On top of that, you can control the logging of that using setVerbosity
, so I hope these two things hand-in-hand should address all your concerns.
@phryneas Thanks! I'm pretty sure this would allow me to override the message by supplying something like:
setErrorMessageHandler(() => "")
However, all of the code in the invariantWrappers.ts
generates the error message like this, so any falsy values will fall through to the "fallback message":
getHandledErrorMsg(message, optionalParams) || getFallbackErrorMsg(message, optionalParams)
Also, since in the wrap
function the final originalInvariant
will be called with ...[message].concat(args)
, any customized message will still be followed by all the arguments (so basically the custom error message data).

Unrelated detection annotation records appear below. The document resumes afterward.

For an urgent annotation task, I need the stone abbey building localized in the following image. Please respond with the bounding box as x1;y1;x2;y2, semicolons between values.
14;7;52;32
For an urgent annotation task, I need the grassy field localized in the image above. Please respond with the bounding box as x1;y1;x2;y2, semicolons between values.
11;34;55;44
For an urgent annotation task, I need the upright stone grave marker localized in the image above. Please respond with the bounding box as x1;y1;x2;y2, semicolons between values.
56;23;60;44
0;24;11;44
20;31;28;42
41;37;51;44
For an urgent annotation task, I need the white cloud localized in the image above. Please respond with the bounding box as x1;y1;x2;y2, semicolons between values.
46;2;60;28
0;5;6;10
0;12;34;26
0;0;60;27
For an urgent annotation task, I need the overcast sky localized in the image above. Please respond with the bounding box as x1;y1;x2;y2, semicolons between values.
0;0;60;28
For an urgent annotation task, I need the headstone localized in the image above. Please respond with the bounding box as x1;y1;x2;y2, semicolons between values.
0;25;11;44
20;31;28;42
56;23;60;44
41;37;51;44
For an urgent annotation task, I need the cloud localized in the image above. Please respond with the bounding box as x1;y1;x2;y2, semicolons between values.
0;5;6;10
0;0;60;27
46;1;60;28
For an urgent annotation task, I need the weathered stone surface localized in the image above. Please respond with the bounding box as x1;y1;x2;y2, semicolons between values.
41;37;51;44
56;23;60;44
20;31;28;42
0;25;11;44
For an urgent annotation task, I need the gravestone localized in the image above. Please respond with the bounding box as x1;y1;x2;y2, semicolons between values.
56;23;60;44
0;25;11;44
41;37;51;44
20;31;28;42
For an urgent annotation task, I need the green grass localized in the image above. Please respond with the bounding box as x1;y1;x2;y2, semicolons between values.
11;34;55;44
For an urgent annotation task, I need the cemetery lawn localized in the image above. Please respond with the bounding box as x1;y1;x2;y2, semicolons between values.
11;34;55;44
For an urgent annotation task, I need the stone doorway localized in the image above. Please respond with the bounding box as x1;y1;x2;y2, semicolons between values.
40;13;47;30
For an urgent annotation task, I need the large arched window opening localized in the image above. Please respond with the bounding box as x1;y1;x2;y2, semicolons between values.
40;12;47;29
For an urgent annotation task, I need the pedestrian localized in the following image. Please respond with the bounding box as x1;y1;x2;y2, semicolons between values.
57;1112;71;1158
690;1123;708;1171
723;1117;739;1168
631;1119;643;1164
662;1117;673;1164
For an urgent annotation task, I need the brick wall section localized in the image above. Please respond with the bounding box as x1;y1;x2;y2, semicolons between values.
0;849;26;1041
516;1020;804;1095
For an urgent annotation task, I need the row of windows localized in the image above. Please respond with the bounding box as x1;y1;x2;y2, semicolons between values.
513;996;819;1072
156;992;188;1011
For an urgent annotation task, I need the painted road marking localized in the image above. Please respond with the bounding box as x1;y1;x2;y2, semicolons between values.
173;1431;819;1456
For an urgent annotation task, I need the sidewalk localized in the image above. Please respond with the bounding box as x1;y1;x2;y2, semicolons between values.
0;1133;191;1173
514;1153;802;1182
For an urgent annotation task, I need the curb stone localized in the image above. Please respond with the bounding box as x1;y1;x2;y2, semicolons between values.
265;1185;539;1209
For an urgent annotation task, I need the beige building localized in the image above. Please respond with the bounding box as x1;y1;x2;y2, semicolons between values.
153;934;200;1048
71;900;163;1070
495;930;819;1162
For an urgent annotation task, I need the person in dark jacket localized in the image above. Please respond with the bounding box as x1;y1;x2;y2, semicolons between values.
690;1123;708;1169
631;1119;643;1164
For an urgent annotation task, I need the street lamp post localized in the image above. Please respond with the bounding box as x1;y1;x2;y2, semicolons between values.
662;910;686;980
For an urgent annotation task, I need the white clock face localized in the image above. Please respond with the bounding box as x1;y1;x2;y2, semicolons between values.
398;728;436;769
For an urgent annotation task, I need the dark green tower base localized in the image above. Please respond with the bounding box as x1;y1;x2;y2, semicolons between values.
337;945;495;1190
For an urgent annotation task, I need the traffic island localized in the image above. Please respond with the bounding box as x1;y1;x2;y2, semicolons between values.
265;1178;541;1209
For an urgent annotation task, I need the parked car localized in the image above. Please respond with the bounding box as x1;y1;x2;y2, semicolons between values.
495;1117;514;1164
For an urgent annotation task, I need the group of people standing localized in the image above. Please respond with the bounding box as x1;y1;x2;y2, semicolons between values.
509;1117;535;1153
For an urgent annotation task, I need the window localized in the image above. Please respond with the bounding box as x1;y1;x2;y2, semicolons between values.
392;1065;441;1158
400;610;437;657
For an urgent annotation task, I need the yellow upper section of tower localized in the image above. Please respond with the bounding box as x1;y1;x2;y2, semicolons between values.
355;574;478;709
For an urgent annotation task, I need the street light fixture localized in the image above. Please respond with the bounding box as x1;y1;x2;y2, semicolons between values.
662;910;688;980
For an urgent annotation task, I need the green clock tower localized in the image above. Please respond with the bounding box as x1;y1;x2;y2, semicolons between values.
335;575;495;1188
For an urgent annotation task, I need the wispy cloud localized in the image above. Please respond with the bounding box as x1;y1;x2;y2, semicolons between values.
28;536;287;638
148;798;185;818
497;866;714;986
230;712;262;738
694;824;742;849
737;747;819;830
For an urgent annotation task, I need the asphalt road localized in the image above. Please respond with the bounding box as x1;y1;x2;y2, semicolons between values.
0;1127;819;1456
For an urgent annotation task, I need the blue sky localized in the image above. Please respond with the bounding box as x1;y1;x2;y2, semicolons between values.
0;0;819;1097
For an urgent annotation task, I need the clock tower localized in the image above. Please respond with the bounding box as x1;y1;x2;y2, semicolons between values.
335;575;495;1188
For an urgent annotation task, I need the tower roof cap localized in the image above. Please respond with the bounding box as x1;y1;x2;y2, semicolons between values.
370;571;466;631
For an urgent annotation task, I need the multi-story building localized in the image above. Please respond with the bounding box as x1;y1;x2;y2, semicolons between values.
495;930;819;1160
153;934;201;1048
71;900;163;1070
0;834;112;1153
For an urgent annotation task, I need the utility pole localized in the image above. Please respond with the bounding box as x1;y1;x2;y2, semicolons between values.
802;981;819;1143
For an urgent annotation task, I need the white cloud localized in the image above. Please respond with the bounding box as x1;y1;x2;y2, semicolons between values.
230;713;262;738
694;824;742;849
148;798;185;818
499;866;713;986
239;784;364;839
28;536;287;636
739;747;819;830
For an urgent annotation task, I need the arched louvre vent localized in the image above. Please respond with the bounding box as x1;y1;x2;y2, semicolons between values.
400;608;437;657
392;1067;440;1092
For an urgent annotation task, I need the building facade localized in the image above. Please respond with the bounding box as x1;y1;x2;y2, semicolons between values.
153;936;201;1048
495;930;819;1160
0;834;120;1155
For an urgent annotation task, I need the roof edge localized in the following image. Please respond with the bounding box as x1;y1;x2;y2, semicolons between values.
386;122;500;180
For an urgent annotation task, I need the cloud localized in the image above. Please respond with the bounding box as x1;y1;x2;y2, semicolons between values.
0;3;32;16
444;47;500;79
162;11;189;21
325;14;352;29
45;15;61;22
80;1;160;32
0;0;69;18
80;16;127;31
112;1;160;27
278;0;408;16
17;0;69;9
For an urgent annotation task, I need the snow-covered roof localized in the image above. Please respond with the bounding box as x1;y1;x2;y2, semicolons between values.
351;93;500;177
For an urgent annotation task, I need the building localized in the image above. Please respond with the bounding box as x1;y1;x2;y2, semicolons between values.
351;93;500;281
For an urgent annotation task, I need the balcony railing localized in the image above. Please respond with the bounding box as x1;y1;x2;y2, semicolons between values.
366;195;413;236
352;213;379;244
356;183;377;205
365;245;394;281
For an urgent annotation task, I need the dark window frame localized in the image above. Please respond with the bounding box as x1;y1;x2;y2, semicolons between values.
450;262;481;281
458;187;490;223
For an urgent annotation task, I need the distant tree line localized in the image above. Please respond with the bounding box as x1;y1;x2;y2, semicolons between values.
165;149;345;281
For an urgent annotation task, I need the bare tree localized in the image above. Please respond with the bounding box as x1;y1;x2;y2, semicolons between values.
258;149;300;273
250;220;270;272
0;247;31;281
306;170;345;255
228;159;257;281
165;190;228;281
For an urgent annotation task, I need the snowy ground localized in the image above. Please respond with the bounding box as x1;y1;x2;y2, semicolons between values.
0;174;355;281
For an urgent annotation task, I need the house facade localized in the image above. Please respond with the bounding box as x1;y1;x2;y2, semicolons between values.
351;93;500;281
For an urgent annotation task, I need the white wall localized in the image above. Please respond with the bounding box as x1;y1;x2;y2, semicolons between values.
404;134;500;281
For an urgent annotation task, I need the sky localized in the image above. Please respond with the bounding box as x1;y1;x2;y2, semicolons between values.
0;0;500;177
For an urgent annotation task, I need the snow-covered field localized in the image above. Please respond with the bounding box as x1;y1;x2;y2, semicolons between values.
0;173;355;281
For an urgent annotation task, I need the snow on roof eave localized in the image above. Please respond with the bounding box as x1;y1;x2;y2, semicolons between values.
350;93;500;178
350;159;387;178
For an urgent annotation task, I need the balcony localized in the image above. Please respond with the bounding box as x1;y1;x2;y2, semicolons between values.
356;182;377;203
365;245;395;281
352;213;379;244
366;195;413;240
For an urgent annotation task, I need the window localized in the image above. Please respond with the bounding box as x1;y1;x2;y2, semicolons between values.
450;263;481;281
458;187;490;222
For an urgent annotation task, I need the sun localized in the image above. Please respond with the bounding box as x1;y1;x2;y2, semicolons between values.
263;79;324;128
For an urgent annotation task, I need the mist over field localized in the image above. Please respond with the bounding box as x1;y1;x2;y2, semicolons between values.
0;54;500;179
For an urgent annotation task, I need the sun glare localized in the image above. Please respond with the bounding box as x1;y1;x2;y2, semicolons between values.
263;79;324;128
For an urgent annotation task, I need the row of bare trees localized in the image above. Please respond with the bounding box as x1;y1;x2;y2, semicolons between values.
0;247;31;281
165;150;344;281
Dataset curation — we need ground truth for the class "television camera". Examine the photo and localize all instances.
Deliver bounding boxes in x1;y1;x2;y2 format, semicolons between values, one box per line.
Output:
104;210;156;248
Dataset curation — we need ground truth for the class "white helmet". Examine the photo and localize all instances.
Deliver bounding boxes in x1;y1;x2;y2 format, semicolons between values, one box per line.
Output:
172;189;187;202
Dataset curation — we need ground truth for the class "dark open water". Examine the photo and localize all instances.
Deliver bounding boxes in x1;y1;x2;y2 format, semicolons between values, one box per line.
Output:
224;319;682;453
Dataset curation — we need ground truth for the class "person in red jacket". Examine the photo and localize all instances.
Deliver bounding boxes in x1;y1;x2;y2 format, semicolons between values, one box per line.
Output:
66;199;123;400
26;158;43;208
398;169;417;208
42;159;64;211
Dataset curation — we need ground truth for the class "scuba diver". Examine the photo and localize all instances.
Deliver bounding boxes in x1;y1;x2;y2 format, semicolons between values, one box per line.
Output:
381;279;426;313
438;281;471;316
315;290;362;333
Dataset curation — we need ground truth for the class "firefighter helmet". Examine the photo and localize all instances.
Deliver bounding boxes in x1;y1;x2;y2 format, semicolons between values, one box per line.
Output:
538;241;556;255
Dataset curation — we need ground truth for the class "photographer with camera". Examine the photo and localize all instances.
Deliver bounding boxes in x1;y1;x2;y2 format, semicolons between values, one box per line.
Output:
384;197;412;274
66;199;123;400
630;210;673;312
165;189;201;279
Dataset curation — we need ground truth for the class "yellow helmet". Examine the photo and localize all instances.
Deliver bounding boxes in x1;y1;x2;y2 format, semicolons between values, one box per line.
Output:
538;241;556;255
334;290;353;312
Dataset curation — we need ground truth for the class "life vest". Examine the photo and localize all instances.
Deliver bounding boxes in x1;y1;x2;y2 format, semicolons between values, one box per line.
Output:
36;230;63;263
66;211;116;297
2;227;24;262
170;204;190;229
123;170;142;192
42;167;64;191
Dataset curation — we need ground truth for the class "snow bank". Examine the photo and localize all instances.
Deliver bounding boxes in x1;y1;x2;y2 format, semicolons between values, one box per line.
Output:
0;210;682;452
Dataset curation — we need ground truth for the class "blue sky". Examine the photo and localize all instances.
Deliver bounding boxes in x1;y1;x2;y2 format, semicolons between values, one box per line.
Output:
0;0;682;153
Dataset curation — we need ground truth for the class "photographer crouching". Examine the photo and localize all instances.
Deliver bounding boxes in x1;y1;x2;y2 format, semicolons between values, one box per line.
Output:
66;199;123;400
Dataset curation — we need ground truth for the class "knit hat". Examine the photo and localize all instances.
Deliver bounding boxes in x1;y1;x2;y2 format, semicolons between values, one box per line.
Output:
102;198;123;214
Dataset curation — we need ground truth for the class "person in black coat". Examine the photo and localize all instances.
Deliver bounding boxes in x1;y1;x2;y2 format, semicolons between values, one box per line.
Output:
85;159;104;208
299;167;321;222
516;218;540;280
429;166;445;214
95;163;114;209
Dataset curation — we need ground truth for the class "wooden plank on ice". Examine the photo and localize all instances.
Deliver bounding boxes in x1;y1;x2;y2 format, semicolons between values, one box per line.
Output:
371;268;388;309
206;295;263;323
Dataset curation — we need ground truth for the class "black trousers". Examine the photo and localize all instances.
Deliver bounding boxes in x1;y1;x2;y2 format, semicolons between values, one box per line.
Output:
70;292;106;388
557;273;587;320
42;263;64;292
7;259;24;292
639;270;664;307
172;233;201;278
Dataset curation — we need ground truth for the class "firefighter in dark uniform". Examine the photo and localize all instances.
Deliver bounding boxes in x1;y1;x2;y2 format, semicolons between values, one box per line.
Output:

I would expect setErrorMessageHandler(myHandler)
to behave like this:
myHandler = () => undefined
, nothing gets logged to the console because the message is undefined
myHandler = () => "An Apollo Client error occurred!"
, then the only thing that gets logged is that string value, and nothing else (the invariant error message arguments).@iiroj I have documented both of these behaviours in the ErrorMessageHandler
type:
/**
* @returns The error message to be logged or thrown. If it returns `undefined`,
* the mechanism will fall back to the default:
* A link to https://go.apollo.dev/c/err with Apollo Client version,
* the error message number, and the error message arguments encoded into
* the URL hash.
*/
=> Returning undefined
is the way of saying "we don't have a known error message for this, handle it the default way". That's important for us because you can load some of the messages (e.g. only the dev messages, or only the errors) and we still have to handle the rest somehow.
/**
* ⚠️ Note that arguments will only be passed in for error messages.
* For normal log messages, you will get an empty array here and they will directly
* be passed to `console.log` instead, to have the string subsitution done by the
* engine, as that allows for nicer (and in the case of a browser, interactive)
* output.
*/
This is something that's also kind of a tradeoff:
If we wouldn't send the arguments for invariant.log
directly to console.log
, but we'd inline them into the string, they couldn't be explored using the browser console, which would hurt the ability to interactively inspect/collapse/debug those values.
We have to inline them in the error message, since JavaScript doesn't offer an "inspection" method like that for errors, though.
That said, invariant.debug/log/warn/error
messages will never make it into the production build (assuming you have set that up correctly), so you should not have to worry about those in the first place.
(Take a look at the packaged JavaScript - a call to invariant.warn(e)
would end up in our dist
folder as globalThis.__DEV__ !== false && invariant.warn(e);
, which would then be removed by your bundler in a prod build.)
In a production build, you'll only see InvariantError
s, and their messages are completely under your control.
If you even want to silence those logs in a development environment, completely (although I'd really recommend logging something!) you can still use ts-invariant
's setVerbosity
.
This would be an alternative solution to the concerns brought up in #11667 and #11655.